Sunday, January 11, 2009

One Failure of the new Children's Mental Health Law in Massachusetts

Does anyone remember seeing the movie, "Stuart Little," where the alley cats said sarcastically to the house cat, "A pet cat for a mouse." "How can that be?" In the real animal world, it is usually the cat that have the "pet mouses" and not vice versa. How does this example apply to the mental health field for children?Mass Behavioral Health Partnership (MBHP) issued Alert # 55 (December 22nd 2008) stating new changes in how they will authorize Outpatient Mental Health Services for Adults and Children.

As a FYI, adults, 19 years of age and older will get 12 units authorized for a 180 day period (six months), while children and adolescents, 18 years old and under will get 14 units authorized for a 180 day period (six months). However, if a child or adult needs additional sessions within this time period for example, weekly visits due to the severity of a client's mental health symptoms, MBHP now requires the clinician to have a telephonic meeting with them to scrutinize the updated treatment plan that is submitted to them for review.

This new procedure is highly insulting for a clinician to "beg" for more services from not only from MBHP but also from other health insurance providers who will be following the same protocol as well. I am aware of the economic climate to control costs in a shaky economy in the healthcare arena. However, it is the clinicians training and expertise in children's mental law that needs to be respected and not undermined by insurers.

While the new children' mental health law will have services in place for mobile crisis interventions and at home therapy interventions for families, it fails to advocate for improved outpatient services for children. It is the clinicians that know how long it will take to treat their clients' symptoms and not the insurers. If a child does not receive additional sessions within the authorized time period, the child will be at risk for hospitalization or residential treatment that will cost the insurance companies more money to pay for. Last but not least..this stricter requirement to "beg" for more sessions from "the big mouse" will not help retain and/or recruit clinicians to service children with mental health needs.

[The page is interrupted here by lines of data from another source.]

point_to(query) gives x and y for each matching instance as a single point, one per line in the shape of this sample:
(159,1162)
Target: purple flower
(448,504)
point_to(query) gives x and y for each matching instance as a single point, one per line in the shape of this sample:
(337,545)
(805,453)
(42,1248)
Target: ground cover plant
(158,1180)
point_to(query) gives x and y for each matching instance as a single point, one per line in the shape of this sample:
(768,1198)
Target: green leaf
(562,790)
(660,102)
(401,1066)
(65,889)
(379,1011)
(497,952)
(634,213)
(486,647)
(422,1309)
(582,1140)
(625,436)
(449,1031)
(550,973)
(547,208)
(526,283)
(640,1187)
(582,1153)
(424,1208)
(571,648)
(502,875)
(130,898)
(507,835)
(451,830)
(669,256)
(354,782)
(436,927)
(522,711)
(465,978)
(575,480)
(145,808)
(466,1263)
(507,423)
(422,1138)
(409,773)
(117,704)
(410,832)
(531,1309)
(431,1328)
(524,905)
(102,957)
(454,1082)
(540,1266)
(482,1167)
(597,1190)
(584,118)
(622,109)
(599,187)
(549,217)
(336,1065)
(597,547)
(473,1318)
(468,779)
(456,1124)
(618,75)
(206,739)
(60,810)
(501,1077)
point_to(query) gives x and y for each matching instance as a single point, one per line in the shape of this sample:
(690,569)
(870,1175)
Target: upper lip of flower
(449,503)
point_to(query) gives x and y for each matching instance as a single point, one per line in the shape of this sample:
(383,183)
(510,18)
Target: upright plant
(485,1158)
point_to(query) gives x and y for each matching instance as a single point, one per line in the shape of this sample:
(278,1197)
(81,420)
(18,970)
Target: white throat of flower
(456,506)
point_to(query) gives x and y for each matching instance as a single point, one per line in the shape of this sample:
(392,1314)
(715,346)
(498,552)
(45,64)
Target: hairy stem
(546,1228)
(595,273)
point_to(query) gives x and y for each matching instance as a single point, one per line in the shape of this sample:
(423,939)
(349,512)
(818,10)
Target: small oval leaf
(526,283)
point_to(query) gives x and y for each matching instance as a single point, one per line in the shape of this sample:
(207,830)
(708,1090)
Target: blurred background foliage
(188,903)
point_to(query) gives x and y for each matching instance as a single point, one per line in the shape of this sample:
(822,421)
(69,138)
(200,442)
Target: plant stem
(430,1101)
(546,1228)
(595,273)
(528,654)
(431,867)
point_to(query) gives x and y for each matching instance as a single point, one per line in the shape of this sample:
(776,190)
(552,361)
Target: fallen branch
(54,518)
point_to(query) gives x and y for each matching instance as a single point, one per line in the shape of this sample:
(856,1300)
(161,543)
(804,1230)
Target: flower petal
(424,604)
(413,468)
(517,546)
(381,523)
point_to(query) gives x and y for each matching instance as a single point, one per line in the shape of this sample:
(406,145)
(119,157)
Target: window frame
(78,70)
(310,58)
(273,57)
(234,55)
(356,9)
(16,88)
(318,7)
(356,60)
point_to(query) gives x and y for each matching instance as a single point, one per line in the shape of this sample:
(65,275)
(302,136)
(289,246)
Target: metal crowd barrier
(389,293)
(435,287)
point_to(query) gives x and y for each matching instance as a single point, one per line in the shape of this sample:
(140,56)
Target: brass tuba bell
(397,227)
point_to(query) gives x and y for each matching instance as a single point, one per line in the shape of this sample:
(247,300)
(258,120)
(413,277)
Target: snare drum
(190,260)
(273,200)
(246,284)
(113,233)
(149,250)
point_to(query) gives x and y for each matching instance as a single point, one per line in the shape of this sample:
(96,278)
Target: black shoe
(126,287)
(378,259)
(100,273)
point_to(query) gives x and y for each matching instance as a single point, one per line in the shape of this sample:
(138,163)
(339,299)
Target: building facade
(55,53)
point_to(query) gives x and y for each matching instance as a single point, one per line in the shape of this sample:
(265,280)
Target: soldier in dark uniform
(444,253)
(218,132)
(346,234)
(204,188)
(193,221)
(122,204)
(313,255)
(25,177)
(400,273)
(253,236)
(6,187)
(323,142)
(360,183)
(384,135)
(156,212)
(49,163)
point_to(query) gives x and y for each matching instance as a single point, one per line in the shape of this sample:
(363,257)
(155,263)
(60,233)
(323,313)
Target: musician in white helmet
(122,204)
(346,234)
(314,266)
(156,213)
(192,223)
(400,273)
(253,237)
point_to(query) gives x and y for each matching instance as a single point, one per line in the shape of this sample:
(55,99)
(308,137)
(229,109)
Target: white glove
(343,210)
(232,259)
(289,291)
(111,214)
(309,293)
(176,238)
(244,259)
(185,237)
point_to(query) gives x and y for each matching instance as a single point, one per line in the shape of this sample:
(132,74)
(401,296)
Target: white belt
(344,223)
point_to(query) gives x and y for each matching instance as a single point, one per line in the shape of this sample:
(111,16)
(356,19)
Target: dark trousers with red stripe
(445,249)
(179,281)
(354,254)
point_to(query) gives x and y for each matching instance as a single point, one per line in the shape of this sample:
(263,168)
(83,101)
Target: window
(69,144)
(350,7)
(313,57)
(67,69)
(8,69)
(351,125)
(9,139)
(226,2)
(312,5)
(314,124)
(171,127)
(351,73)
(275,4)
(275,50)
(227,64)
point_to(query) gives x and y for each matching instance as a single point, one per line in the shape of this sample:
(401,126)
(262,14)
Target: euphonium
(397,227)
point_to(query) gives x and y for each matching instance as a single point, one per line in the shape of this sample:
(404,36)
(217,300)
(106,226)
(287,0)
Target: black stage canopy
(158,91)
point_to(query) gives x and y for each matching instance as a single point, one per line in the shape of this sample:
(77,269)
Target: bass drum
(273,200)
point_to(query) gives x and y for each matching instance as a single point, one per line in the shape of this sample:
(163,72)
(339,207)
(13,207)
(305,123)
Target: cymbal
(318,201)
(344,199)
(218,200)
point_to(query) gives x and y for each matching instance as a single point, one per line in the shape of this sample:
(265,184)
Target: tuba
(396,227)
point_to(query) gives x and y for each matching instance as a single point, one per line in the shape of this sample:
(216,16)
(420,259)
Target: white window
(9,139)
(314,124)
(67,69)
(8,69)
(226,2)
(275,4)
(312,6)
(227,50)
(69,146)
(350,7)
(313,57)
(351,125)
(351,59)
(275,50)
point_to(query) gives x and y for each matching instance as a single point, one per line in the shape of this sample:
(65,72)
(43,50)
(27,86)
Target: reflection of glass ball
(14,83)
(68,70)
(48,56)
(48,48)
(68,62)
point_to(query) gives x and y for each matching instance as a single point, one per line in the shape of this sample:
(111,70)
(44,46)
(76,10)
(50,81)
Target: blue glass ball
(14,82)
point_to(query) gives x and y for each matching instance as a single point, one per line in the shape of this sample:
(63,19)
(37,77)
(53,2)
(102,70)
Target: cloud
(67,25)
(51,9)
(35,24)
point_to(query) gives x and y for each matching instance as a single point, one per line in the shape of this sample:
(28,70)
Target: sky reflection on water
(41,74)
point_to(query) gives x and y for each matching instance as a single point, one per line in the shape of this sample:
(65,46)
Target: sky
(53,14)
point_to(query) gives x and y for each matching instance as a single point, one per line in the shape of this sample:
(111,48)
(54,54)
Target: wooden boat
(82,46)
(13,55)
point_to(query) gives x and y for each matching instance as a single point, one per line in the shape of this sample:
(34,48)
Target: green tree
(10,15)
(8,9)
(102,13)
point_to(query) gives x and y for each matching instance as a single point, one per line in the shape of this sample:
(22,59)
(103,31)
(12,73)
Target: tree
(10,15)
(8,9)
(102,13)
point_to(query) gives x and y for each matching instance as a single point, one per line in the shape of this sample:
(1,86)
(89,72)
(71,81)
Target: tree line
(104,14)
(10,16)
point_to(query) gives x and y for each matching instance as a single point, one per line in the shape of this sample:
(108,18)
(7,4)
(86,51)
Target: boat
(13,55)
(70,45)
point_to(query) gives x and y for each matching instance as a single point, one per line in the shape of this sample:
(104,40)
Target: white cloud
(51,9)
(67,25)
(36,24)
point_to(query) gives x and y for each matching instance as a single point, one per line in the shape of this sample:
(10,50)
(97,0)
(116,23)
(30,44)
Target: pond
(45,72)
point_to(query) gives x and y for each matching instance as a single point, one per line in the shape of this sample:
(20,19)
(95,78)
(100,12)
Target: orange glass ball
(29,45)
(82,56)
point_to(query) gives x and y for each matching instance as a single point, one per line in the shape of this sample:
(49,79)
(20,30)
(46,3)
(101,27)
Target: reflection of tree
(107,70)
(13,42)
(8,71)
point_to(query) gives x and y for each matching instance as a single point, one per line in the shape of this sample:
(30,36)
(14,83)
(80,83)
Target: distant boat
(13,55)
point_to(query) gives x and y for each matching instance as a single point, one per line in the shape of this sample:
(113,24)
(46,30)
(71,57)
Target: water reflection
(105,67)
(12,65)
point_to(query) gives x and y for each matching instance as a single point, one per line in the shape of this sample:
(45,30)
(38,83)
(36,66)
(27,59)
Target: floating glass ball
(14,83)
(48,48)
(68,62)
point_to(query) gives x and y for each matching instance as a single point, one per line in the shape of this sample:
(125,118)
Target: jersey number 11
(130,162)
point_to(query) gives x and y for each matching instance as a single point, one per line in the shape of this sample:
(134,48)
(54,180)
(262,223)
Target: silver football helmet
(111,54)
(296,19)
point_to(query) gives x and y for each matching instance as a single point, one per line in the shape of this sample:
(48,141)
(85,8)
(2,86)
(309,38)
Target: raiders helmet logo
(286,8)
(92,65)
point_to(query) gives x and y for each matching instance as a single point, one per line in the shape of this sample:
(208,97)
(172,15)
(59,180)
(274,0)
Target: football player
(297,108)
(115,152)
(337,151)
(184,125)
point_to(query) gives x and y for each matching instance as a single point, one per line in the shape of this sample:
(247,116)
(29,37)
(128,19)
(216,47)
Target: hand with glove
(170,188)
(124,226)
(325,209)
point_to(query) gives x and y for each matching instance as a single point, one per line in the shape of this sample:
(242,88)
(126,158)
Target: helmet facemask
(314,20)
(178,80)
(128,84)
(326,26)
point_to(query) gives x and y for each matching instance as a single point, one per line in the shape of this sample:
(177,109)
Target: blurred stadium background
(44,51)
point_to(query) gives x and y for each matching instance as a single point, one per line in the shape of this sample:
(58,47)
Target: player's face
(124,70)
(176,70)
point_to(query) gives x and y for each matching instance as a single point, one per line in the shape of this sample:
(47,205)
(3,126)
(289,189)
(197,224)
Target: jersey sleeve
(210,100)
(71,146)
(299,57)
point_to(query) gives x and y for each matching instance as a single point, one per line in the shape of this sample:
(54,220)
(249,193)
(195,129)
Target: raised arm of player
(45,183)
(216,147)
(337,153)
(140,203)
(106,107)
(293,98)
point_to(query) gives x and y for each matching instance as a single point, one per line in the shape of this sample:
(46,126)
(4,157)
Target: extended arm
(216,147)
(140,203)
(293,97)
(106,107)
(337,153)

Robbin MillerCitizen-Therapist
Facilitator
http://www.therapistsforchange.blogspot.com/.

2 comments:

Frank Kashner said...

Robin, the silence around these cuts has been "deafening". In addition to cutting sessions for children by 50%, the MBHP changes to the Authorization process have made it impossible to see children and teens who saw someone in the past on an Authorization. I just wrote to the NASW to ask them to ask MBHP the following questions:

1. Can there no longer be 2 Auths for the same child / teen under any circumstance?
2. So if a kid in therapy needs and gets FST, is the therapist no longer able to get an Auth when the previous one expires?
3. Will it be the same when CBHI related crisis services begin, that is, the child goes into crisis and the therapist who has been working with him / her gets the boot?
4. How can a therapist today get an Auth if HIPPA prevents MBHP from telling the therapist what other therapist currently has the Auth that is preventing the first therapist from getting one?
5. Will the President’s stimulus package result in MA getting enough Medicare money to get the cut sessions restored?
6. Are the cuts to sessions related to funds getting shifted to pay for CBHI? What is the cost of the CHBI program?
7. How do these cuts jibe with Parity? Would an insurance company tell an Oncologist to half the radiation treatments?
8. How do these cuts relate to the recently passed legislation to cover children of families making too much to qualify for Medicare – are these cuts to pay for that?

- Frank

advocate said...

Thank you Frank for your comments. Please let other people know you responded to this blogspot.